A small-scale experimentation was performed to demonstrate the benefits of our optimization system as an add-on in on-line learning. Such experimentation involved a group of 28 voluntary learners belonging to 7 small and medium enterprises dealing with vocational training on enterprise management. The group of learners was split in two separate sub-groups: a first sub-group composed of 20 learners was enabled to use all e-Learning facilities except memetic optimization while a second sub-group composed of eight learners was enabled to access the whole systems (including hierarchical memetic algorithm). All the voluntary learners were tested before and after a training phase on the same topics. In all the tests, the learners skills in the chosen domain were quantified using three ability ranges: low-level (0–3 scores), medium-level (4–7 scores) and high-level (8–10 scores). The Fig. 16 shows the performances of the two sub-groups. As it can be seen, the progress made by the second group of students is much sharper with respect to the first group.

Fig. 16

Experimentation results on a group of 28 learners with and without the proposed memetic framework

As shown, the proposed ontological/memetic distributed platform provides an integrated approach towards achieving the personalization in e-Learning environments. Our proposal enhances significantly the overall system in terms of flexibility and efficiency while it introduces a high degree of e-Learning platforms interoperability by utilizing ontology-based representation.
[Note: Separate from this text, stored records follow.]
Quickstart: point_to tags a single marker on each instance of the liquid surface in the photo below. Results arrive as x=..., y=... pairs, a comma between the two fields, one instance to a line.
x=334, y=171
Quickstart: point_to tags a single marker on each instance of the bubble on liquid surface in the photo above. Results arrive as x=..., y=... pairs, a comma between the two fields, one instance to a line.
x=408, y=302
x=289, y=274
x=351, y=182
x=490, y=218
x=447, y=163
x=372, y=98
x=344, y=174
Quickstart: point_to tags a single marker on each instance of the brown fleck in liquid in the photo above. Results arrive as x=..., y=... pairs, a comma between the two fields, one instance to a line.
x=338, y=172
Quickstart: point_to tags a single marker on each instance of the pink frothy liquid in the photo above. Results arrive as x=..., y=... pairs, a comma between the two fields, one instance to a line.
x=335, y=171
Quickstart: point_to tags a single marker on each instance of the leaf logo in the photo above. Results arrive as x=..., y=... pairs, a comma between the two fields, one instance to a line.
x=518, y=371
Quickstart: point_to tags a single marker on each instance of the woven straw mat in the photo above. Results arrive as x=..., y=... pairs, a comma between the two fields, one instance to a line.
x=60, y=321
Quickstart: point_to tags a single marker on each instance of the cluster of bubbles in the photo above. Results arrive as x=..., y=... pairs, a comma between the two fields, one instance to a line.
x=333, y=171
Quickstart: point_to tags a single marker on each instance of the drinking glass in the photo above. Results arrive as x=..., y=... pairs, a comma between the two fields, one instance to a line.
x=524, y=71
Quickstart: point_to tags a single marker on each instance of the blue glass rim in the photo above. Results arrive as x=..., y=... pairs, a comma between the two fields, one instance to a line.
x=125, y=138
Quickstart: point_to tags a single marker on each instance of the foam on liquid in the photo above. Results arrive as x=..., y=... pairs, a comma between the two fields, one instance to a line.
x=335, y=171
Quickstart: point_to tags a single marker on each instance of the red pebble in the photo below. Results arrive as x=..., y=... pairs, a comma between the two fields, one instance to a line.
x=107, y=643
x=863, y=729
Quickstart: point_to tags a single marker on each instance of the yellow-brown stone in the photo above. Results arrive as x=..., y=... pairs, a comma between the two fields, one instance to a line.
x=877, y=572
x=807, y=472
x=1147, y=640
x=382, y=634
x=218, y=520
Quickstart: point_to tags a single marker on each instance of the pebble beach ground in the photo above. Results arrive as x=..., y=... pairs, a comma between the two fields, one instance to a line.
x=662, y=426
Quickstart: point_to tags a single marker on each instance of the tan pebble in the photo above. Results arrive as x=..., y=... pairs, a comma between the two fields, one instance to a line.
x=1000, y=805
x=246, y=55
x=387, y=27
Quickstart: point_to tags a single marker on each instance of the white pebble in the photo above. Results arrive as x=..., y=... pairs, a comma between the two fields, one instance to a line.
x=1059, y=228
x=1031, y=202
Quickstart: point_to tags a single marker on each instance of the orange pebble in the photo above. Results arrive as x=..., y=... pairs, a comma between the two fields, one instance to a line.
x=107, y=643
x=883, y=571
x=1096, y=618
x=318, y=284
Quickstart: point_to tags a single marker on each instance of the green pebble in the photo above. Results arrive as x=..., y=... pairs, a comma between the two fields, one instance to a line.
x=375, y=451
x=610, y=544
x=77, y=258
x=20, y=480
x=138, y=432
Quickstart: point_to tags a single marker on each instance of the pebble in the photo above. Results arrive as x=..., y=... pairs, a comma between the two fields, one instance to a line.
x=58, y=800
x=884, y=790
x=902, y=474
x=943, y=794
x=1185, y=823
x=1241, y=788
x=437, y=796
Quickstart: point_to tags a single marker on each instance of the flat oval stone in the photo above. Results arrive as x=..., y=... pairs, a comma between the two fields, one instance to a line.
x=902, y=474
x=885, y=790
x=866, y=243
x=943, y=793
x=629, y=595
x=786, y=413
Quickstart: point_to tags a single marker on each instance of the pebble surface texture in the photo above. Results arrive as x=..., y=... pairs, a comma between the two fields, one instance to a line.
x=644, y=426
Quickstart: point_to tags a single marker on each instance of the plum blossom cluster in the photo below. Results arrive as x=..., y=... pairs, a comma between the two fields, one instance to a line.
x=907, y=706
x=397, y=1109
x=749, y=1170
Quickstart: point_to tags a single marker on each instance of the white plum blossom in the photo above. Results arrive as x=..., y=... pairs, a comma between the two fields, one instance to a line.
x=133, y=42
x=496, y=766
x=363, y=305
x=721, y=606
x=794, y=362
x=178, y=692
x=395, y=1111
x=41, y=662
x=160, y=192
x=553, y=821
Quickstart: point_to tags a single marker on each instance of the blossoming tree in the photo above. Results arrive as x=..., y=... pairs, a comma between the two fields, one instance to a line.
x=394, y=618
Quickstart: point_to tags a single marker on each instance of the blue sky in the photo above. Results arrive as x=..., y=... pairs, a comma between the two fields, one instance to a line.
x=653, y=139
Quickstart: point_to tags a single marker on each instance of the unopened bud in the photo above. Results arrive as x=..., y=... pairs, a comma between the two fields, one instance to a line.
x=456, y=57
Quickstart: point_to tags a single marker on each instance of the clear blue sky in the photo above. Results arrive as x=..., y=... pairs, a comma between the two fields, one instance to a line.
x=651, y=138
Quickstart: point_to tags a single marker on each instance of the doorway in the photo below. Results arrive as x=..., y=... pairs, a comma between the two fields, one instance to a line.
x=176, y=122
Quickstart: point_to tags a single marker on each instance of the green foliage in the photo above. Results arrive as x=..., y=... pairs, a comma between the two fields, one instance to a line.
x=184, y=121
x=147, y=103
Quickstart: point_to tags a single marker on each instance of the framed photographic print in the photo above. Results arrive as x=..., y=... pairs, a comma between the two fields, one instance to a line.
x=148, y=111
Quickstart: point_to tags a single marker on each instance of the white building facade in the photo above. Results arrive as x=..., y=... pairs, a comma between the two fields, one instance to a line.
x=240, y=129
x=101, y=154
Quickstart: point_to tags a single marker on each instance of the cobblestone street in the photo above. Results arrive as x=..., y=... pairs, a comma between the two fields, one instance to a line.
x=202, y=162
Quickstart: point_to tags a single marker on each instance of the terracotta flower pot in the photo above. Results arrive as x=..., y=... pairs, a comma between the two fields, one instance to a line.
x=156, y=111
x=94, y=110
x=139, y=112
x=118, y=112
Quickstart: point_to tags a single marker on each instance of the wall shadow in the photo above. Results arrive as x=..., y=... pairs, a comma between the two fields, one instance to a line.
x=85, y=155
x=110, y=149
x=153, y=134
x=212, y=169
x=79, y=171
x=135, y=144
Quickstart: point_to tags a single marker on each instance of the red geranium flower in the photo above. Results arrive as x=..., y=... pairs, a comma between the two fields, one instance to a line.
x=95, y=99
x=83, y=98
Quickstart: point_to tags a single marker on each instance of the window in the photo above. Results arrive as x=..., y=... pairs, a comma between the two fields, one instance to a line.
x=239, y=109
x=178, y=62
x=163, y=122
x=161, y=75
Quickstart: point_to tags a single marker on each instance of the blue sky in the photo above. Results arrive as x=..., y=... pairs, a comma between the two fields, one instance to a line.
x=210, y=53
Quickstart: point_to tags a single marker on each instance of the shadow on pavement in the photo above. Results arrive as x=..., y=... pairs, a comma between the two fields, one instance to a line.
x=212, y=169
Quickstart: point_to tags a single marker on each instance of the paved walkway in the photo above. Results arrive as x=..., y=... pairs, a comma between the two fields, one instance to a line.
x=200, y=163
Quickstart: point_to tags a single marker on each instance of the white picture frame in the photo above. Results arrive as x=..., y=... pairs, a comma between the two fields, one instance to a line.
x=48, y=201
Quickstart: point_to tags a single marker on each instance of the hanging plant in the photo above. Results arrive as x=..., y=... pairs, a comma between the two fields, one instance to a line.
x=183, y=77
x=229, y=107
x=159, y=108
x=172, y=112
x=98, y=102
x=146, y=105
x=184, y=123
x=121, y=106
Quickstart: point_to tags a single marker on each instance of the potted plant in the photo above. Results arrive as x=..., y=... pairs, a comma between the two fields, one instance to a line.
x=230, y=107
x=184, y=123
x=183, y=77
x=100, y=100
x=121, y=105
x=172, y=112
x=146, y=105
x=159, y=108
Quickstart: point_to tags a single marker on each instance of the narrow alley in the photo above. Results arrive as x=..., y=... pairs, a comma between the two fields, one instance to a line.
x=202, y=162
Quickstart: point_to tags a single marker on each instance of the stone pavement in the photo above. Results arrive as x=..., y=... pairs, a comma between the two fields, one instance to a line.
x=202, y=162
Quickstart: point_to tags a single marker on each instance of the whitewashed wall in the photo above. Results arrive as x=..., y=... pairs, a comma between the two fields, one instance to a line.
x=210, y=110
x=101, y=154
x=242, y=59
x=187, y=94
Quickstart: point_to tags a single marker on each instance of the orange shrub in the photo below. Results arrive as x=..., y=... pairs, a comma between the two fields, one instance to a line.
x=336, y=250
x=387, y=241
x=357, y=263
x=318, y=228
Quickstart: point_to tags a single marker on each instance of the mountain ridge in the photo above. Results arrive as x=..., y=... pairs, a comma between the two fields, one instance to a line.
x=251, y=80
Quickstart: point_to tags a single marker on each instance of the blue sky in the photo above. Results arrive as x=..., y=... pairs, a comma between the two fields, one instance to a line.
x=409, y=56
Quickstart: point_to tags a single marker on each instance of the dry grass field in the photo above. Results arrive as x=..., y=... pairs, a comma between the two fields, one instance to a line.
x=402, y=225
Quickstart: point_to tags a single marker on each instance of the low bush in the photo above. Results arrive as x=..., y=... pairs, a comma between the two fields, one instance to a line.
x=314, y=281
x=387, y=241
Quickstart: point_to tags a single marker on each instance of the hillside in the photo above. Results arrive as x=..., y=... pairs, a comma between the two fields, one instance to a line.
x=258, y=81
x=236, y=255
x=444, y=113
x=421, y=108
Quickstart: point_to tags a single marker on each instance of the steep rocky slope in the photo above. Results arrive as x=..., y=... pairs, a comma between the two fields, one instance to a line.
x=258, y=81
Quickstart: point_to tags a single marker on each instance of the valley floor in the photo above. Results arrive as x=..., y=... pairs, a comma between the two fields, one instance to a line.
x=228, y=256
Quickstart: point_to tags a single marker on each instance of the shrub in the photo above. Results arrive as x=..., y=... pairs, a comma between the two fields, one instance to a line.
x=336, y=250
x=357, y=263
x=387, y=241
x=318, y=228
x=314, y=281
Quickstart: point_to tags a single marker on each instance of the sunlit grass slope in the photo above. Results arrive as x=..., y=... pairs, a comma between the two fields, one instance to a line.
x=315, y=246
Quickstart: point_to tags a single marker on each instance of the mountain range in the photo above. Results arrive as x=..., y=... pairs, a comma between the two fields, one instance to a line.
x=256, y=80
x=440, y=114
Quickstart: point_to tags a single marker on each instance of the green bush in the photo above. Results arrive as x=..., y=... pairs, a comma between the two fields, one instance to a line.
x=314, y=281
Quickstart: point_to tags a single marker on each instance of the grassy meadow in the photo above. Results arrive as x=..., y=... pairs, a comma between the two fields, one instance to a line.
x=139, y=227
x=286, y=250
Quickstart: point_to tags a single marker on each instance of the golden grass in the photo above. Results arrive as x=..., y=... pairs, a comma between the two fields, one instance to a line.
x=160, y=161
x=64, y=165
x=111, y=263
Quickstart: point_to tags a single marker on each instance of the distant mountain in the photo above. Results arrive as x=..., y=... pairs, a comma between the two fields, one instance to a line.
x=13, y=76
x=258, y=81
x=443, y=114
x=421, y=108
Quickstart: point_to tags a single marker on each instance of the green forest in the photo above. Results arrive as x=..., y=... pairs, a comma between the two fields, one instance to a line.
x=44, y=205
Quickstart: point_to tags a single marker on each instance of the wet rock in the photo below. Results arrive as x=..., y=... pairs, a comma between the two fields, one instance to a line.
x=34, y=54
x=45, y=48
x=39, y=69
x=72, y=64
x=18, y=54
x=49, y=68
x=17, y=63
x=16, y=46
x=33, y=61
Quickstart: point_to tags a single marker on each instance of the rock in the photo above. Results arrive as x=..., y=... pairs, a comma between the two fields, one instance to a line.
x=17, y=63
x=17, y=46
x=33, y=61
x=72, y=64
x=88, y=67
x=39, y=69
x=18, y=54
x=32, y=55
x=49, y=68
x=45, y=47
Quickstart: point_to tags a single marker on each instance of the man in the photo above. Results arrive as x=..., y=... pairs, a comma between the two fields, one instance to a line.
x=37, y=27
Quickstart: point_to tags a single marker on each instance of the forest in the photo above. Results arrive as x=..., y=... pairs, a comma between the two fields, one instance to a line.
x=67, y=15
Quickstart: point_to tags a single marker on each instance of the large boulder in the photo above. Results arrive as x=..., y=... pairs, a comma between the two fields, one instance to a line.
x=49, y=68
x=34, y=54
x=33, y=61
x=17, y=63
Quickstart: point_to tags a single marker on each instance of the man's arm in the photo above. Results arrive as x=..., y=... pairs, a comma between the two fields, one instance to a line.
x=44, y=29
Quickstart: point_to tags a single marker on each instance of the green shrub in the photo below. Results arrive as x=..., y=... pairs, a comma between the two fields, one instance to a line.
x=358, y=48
The presented hierarchical algorithm supports various personalization levels (intended as most fitting sequences of learning activities able to maximize the understanding level of learners with respect to specific learning objectives) exploiting machine-understandable representations of educational domains and learners characteristics. The computational intelligence methodologies and, in particular, the memetic algorithms have been exploited to solve the e-Learning Plant Location Problem in fast way allowing system designers to realize an efficient in-time learning environment.